À propos de cette décision, M. Trump a déclaré : "Je pense que la nouvelle législation autorisant les investissements étrangers en Arabie saoudite va permettre à des milliards de dollars d'affluer sur le marché.

"Il est évident que l'ouverture des marchés boursiers eux-mêmes à de nouveaux investissements étrangers va entraîner l'arrivée de milliards de dollars supplémentaires sur le marché. Je pense que cela va aider le commerce, le tourisme et bien d'autres choses encore".

Selon M. Trump, l'environnement d'investissement en Arabie saoudite s'améliore au fil du temps, et de grandes marques du monde entier entrent sur le marché du Royaume pour en exploiter le potentiel.

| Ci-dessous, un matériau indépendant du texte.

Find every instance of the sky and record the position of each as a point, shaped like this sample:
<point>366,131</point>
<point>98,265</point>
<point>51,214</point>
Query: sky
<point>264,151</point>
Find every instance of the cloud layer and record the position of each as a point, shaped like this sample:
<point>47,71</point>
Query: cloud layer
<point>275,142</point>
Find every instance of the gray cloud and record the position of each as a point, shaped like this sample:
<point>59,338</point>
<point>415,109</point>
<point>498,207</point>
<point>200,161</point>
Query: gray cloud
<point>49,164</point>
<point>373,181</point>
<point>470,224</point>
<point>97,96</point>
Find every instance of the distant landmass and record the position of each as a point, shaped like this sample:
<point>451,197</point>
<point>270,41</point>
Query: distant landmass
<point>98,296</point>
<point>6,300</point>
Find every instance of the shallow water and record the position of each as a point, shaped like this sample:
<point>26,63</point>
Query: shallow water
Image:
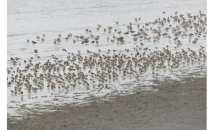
<point>28,19</point>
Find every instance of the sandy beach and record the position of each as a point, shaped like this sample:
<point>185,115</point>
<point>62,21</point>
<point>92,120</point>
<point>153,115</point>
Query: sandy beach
<point>180,106</point>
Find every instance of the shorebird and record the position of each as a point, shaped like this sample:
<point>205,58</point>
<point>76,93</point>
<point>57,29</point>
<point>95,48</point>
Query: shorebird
<point>35,51</point>
<point>70,68</point>
<point>34,42</point>
<point>42,39</point>
<point>126,33</point>
<point>16,58</point>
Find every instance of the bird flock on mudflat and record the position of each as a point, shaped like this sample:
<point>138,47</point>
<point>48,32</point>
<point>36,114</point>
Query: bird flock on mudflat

Dans le cadre du programme de diversification économique Vision 2030, l'Arabie saoudite vise à attirer 100 milliards de dollars d'investissements directs étrangers par an.

"Chaque jour, l'environnement d'investissement s'améliore. Les plus grandes marques du monde viennent s'y installer. Toutes ces marques font énormément de bruit", a ajouté M. Trump.

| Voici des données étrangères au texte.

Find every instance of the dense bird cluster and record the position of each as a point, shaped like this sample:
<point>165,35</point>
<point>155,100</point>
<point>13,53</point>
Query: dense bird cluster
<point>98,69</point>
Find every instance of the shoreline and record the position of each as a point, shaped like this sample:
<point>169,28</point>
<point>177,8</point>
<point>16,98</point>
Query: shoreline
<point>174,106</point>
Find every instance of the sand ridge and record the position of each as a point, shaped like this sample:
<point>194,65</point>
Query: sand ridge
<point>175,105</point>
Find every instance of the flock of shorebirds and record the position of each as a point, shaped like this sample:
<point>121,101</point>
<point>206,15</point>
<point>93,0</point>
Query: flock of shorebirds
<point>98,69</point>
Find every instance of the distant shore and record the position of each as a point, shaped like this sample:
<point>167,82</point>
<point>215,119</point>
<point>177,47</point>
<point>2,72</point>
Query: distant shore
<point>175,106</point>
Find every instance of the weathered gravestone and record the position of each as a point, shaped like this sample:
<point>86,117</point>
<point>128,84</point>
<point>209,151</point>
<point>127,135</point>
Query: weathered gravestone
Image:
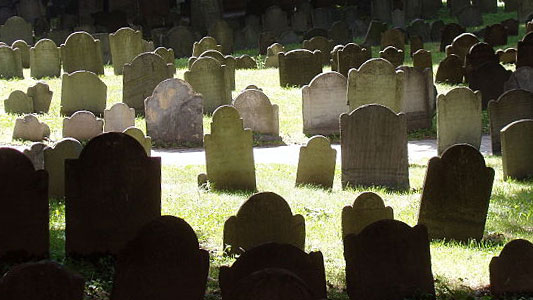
<point>512,106</point>
<point>125,44</point>
<point>228,151</point>
<point>323,101</point>
<point>174,114</point>
<point>111,191</point>
<point>374,148</point>
<point>388,260</point>
<point>82,90</point>
<point>141,76</point>
<point>456,194</point>
<point>376,81</point>
<point>179,270</point>
<point>82,52</point>
<point>24,219</point>
<point>44,280</point>
<point>367,208</point>
<point>512,271</point>
<point>309,268</point>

Un rapport publié par l'Autorité générale des statistiques d'Arabie saoudite en décembre a révélé que les entrées nettes d'investissements directs étrangers ont atteint 24,9 milliards de SR (6,64 milliards de dollars) au troisième trimestre 2025, ce qui représente une augmentation de 34,5 % par rapport à la même période de l'année précédente.

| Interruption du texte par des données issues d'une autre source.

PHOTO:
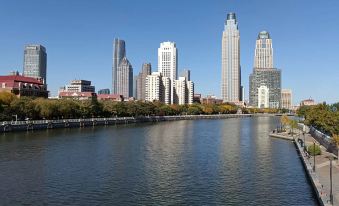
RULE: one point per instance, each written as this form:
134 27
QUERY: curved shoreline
92 122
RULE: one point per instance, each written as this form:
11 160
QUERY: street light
304 141
331 194
313 156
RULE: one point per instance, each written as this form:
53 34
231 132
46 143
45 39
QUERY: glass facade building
35 62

M. Trump a fait ces commentaires alors que le promoteur immobilier saoudien Dar Global a annoncé qu'il lancerait deux projets de luxe portant la marque Trump à Riyad et à Djeddah, d'une valeur totale de 10 milliards de dollars.

Ces projets comprennent le Trump National Golf Course et le Trump International Hotel dans le quartier de Diriyah à Riyad.

Commentant l'attrait de l'Arabie saoudite, M. Trump a déclaré : "La vision de la ville, la vision de ce qui se passe à Riyad, en particulier à Diriyah, est incroyable. Je n'ai jamais rien vu de tel dans ma vie".

Il a ensuite ajouté : "La vision de ce que sera le nouveau Riyad, et la vision de l'ensemble de l'Arabie saoudite qui continue à s'ouvrir - vous voyez toutes ces grandes réformes financières, qui devraient rendre inévitable l'augmentation des investissements en Arabie saoudite. C'est incroyablement excitant.

M. Trump a poursuivi en déclarant que "les meilleurs jours pour l'Arabie saoudite sont à venir", ajoutant : "Même depuis six ou sept ans que je viens dans le pays, ce qui a été construit, ce qui a été fait, est incroyable. Et je pense que le pays devrait être incroyablement fier de lui-même".